Four decades later, everything has changed, and it's hard to believe that someone like Bearden was once absent from the walls of America's foremost exhibit halls. A traveling show now at the Museum of the African Diaspora presents him in his full majesty, including the collage work that came to define him for a more general audience. In the '60s and '70s, Bearden's collages — heaps of faces, limbs, and objects that told epic narratives of their subjects — made the covers of well-known publications. Bearden peopled his art with African-Americans who had big, expressive eyes; made each body a mélange of cutouts, so that shoulders, hands, and feet were out of proportion; and played with iconic symbols from the present and the past, like U.S. flags, African masks, and jazz instruments.

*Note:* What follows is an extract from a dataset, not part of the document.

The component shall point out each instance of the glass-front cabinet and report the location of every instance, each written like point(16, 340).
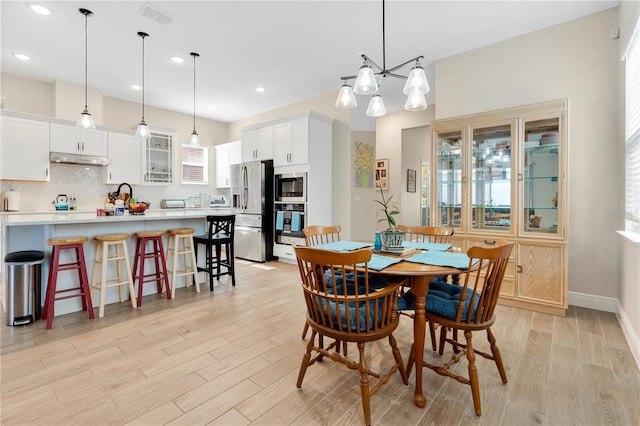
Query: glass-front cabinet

In Bearden's interpretive assemblages, you can see the influence of Picasso's Cubism, Matisse's colorful renderings, Diego Rivera's mural art, Japanese woodblock prints, African textiles, and other traditions, but his work is never derivative. He internalized the history of art and funneled it through his own experience as an African-American from the South who moved to New York City at an early age and wrestled with his place in the world. Bearden found himself welcome in several cultures — he studied philosophy at the Sorbonne in Paris, for example — but he would inevitably return to his roots. His legacy includes bringing African-American art into the mainstream. He died in 1988 at age 76.
"He was an artist who was profoundly aware of his place as an artist of color," says MOAD executive director Grace C. Stanislaus, a former president of the Romare Bearden Foundation, as she sits in the main gallery of the exhibition. "He was very proud of that place. And he translated that in very unique and interesting ways in his art."
Almost 100 graphic works — including lithographs, collagraphs, screen prints, and etchings — are featured in "From Process to Print." They show Bearden's versatility and his emphasis on universal themes, especially groups of people trying to navigate their lives in unison. A jazz sextet performs at a nightclub ("Jamming at the Savoy"), a family of four gathers around a table to eat ("The Family"), and a phalanx of religious followers prepares themselves in sacred waters ("Baptism") — all timeless scenes that in Bearden's fantastical renditions become patchwork quilts of ritual, mystery, and distortion. It's hard to take your eyes off a Bearden work, because there are always layers of arresting colors or figures to decode, whether it's the naked woman tucked beside a wall in "The Family," the startling eye in the family's tablecloth, or the red-and-yellow sun motif that accentuates the performers in "Jamming." He wanted people to guess at the meanings behind his work, to see his paintings, collages, and engravings as dense windows into bigger issues. Race was one of those issues, but certainly not the only one.
"All of painting is a kind of talking about life or society, but it doesn't need to be overtly so," Bearden once said. "Often we don't know how to read it. Alice in Wonderland talked about a lot of these things, about English morals and customs of the Victorian era, but we thought it was a children's fairy tale."
The 1969 New York protests were prompted by a single event: the Metropolitan Museum of Art's "Harlem on My Mind" exhibit, which completely ignored Bearden (who grew up in Harlem) and other established African-American artists, and was seen as a shortsighted and patronizing attempt at inclusion. Two years after the demonstrations, Bearden and other black artists were recognized in exhibits, with Bearden getting the MOMA show the demonstrator had demanded. The 1971 retrospective traveled the country, including toBerkeley's University Art Museum, and Bearden was subsequently honored with the government's highest honor for artists, the National Medal of Arts (presented to him by then-President Ronald Reagan), and named by Temple University professor Molefi Asanteas one of the 100 greatest African Americans, a list that included Muhammad Ali, James Baldwin, John Coltrane, W.E.B. Du Bois, Harriet Tubman, August Wilson, Malcolm X, and only one other artist: the sculptor Edmonia Lewis.
On the first day of the MOAD exhibit, large groups of young students came through, and each time the museum's docent would point out recurring motifs in Bearden's work and ask how the students felt about the art. Mostly, they were too shy to voice an opinion, but then they wandered off in smaller groups and began chatting among themselves — teenagers taking in Bearden's art for the first time and professing to have crushes on certain pieces. That's the thing about Romare Bearden. You want to stand there and study his work — really study it — before coming to any conclusion. With Bearden, the world isn't divided into black and white — only shades of gray that he brings to life in startling ways.